Second, fee disclosure in policies typically consists of the mathematical formulas for calculating fees and will not convey a meaningful sense of a policy’s likely costs over time.   For example, a policy may disclose fees in the form of a particular amount or formula (for example, $1.05 per thousand dollars of face amount or per thousand dollars of net amount at risk). But it is difficult for consumers to understand how charges work in the context of their plan for the policy.  Illustrations provide the consumer with a sense of how the policy will perform under a specific plan for the policy, chiefly consisting of an assumed premium funding plan, an assumed crediting rate, and assumed but not identified policy charges.  A Policy Charges Report is needed to show the prospective policyholder the amount of fees that will be deducted if the policyholder pursues the funding plan shown in his or her illustration.

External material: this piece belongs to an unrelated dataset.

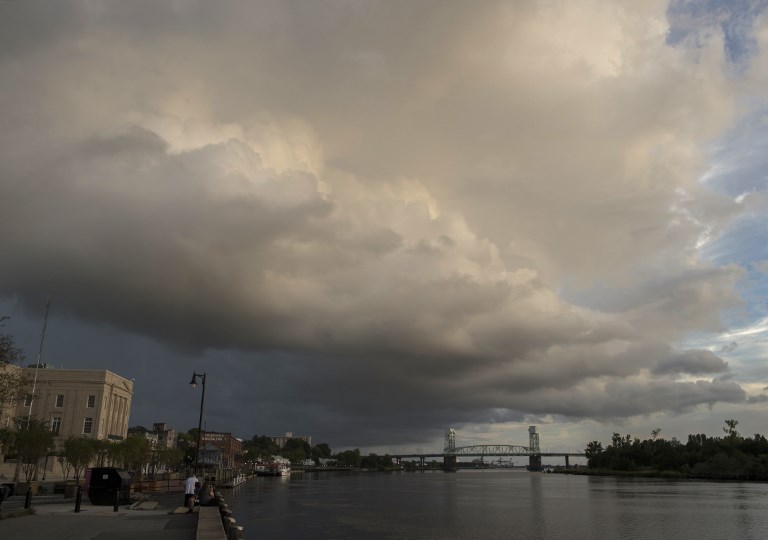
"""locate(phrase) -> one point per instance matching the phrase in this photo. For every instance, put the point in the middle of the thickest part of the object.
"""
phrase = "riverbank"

Third, policies disclose the maximum charges that can be charged, but they generally do not disclose  the typically lower, so-called “current,” list or “scale” of charges that the insurer  expects to charge in the future, as reflected in the “current” rates that it has used in the actuarial analyses underlying the policy.  For example, policies disclose only the guaranteed cost of insurance rates, meaning the maximum that the insurer may charge, but they do not disclose the rates that it expects to charge and on which the nonguaranteed policy values in the illustration are based.   The maximum rates may be several times higher than the current rates.  This means that the consumer cannot get any realistic idea of the cost of the policy by reading the policy.  Disclosure of maximum charges in policies is necessary, but it is not sufficient. The Policy Charges Report described above is needed to educate consumers about the types and magnitude of the fees that will be charged to the consumer.